Guidelines for Creating Histograms

  • Use 5 to 20 class intervals. More class intervals are appropriate for larger samples.
  • Each observation should lie within exactly one class interval.
    A common way to ensure this is to construct your class boundaries so that denoting them requires one more decimal place accuracy than your data. For example, if you had data looked like 23, 23, 24, 25, 25, 27, ... one of your class boundaries might be 24.5. The use of ".5" is common in this context. Similarly, if your data looked like 45.32, 45.67, 45.87, 46.88, ... then one of your class boundaries might be 45.875.
  • The class intervals should have equal width
  • One should include all classes in the depiction of the histogram, even if there are no data points in one or more of these classes.
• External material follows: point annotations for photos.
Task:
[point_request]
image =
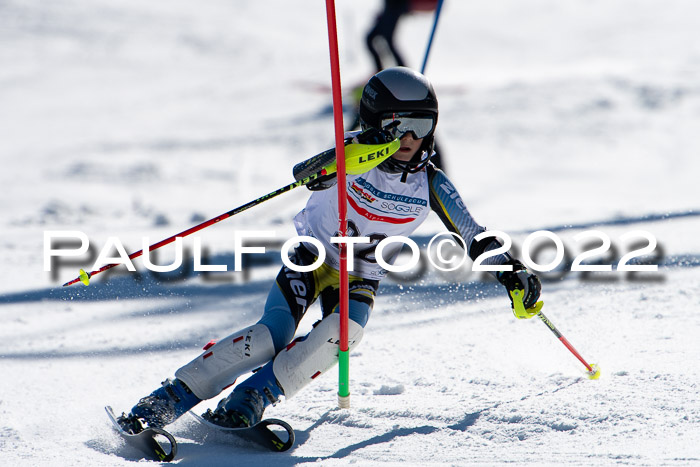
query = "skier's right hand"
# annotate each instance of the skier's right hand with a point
(521, 279)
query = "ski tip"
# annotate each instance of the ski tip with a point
(84, 277)
(595, 371)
    That is to say, you should have bars of "zero-height" for classes with no data associated with them.
  • One should use common sense, and pick class limits and boundaries that are reasonable.
    Use nice "round" numbers for your class limits/marks as long as there is not a compelling reason to avoid doing so. It will make your histogram easier to read. For example, if your data starts with 43, 46, 48, 48, 52, 57, 58, ... you might pick a lower class limit of 40 and a class width of 5 (provided that a reasonable number of classes resulted).
  • The goal of making a histogram is to "see" the distribution of the variable.
    Experiment with different choices for boundaries, subject to the above restrictions, to find out which graphical properties (modality, skewness or symmetry, outliers, etc...) persist and which are just spurious effects of a particular choice of boundaries. Then use the boundaries that best reveal these persistant properites.